I am the secret footballer is taken from the Guardian column of the same name. Written by a professional footballer who has played in the Premier League, it details the life of a professional player, from the dissatisfaction with the man on the street shouting abuse or telling a professional how to play the game or discussions on the failures of some named footballers as people.
It is an interesting and eloquent book, but some of the words and phrases feel as though they've been thrown in there to make this writer appear smarter than your average footballer. The book is broken into chapters and is basically a collection of the Guardian columns compiled in print.
I bought the book on Amazon for my kindle for 99p and read it in an evening, it is an easy read for football fans as many of the names and stories are ones you'll remember, I did spend much of the book wondering who the footballer and it is easy to work out as he provides slightly too much detail on a couple of occasions and eagle eyed google browsers will be able to find exactly the same quotes in an interview with a reasonably famous former premier league player.
Knowing who the writer was has clouded my view of the book a little, as having watched him on numerous occasions I do think he overplays his own ability somewhat, as the book portrays him as someone with huge natural talent, from watching the player, that never appeared obvious.
The book has interesting sections on life as a player, the fame, the fortune, managing the press, jealousy of other players and the rivalries that can occur. John Terry and Ashley Cole don't come out of it wonderfully, nor do many others, however, this isn't a book for score settling its a tale of a player who has fallen out of love with the game and wants to share his dissatisfaction with others.
There are interesting accounts of depression and managing the slippery slope of dropping down the career ladder at a young age, the player clearly has talent as a writer and could continue as this or a pundit. Although he had a reasonably decent season last year so will probably continue to play at a lower level until his enthusiasm pushes him back up or he finds something else to occupy him.

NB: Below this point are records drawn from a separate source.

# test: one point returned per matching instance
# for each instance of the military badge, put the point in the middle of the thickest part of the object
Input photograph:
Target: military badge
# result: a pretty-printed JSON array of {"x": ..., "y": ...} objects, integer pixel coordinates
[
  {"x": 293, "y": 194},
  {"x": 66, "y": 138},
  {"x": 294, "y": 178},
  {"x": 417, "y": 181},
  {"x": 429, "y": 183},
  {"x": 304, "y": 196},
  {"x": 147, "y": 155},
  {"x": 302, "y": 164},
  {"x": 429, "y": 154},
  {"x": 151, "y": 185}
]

I enjoyed the book and came away feeling less enamoured with the game and particularly the money, but still fascinated by the sport. I would recommend this to all football fans, it is a well written book with a decent and varied line of stories, many of the characters aren't named but are obvious to many, while others are and detailed to a degree they perhaps wouldn't like to be.
This is a slightly higher brow tale than most football autobiographies out there and anonymity obviously provides the player with more freedom to say what he truly feels, the book is better for this and is a really enjoyable read.